Reputation: 99
If a pandas dataframe df contains:
A B C D
a 1 2 3 4
b 2 NaN NaN 5
c NaN 7 NaN 2
d NaN 2 4 3
How do I add the first row to all the rest of the rows, only where they contain a number, to get the resulting dataframe:
A B C D
b 3 NaN NaN 9
c NaN 9 NaN 6
d NaN 4 7 7
I plan to do this, then make a dictionary of the row names and divide the product of the columns each row of the first table by the same row in the second table, saving the values in the dictionary. I have working code that does this (below), but I worry that it's not "PANDAS" enough and that it's overly complicated for the simple task I want to perform. Do I have the optimal solution, or am I missing something obvious?
If the Pandas code still has to iterate over the rows, then it's not worth it, but I feel like there should be a way to do this in-place.
Code:
import numpy as np
import pandas as pd
dindex = [1,2,3] #indices of drugs to select (set this)
def get_drugs(): #generates random "drug characteristics" as pandas df
cduct = ['dose','g1','g2','g3','g4','g5']
drg = ['d1','d2','d3','d4']
return pd.DataFrame(abs(np.random.randn(6,4)),index=cduct,columns=drg)
def sel_drugs(dframe, selct): #removes unwanted drugs from df.
#Pass df and dindex to this function
return dframe.iloc[:,selct].values, dframe[1:].index.tolist()
#returns a tuple of [values, names]
def cal_conduct(val, cnames): #calculates conductance scaling.
#Pass values and names to this function
cduct = {} #initialize dict
for ix, gname in enumerate(cnames):
_top = val[ix+1]; _bot = val[0]+val[ix+1]
cduct[gname] = (np.product(_top[np.isfinite(_top)])/
np.product(_bot[np.isfinite(_bot)]))
return cduct #return a dictionary of scaling factors
def main():
selection = sel_drugs(get_drugs(),dindex)
print cal_conduct(selection[0], selection[1])
main()
Upvotes: 0
Views: 703
Reputation: 99
Here is some code based on what @Jeff answered. It is about 40% slower, at least with the small test data, but it is simpler.
import numpy as np
import pandas as pd
dindex = [1,2,3] #indices of drugs to select (set this)
def get_drugs(): #generates random "drug characteristics" as pandas df
cduct = ['dose','g1','g2','g3','g4','g5']
drg = ['d1','d2','d3','d4']
return pd.DataFrame(abs(np.random.randn(6,4)),index=cduct,columns=drg)

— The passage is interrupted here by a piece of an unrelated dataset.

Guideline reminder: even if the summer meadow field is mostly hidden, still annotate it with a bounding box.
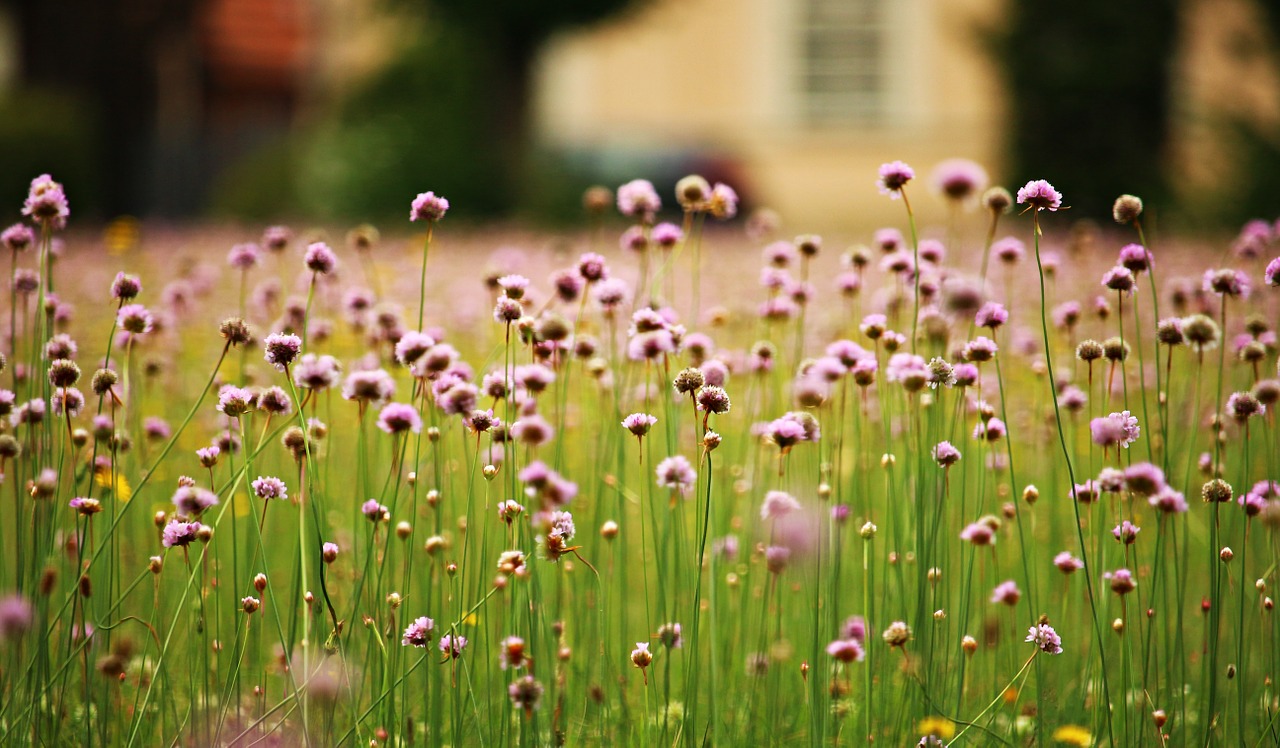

def cal_conduct(frame,selct): #calculates conductance scaling.
#Pass df with selections made
s = frame.iloc[:,selct]
cduct = s.iloc[1:].prod(1)/(s.iloc[0]+s.iloc[1:]).prod(1)
return cduct.to_dict() #return a dictionary of scaling factors
def main():
scaling = cal_conduct(get_drugs(), dindex)
print scaling
main()
Upvotes: 0
Reputation: 129008
Pandas automatically aligns/broadcasts so this is straightforward
In [8]: df
Out[8]:
A B C D
a 1 2 3 4
b 2 NaN NaN 5
c NaN 7 NaN 2
d NaN 2 4 3
In [11]: df.iloc[1:] + df.iloc[0]
Out[11]:
A B C D
b 3 NaN NaN 9
c NaN 9 NaN 6
d NaN 4 7 7
The second part is this if I am reading it correctly
In [12]: df2 = df.iloc[1:] + df.iloc[0]
In [13]: df.prod()
Out[13]:
A 2
B 28
C 12
D 120
dtype: float64
In [14]: df2/df.prod()
Out[14]:
A B C D
b 1.5 NaN NaN 0.075000
c NaN 0.321429 NaN 0.050000
d NaN 0.142857 0.583333 0.058333
Upvotes: 3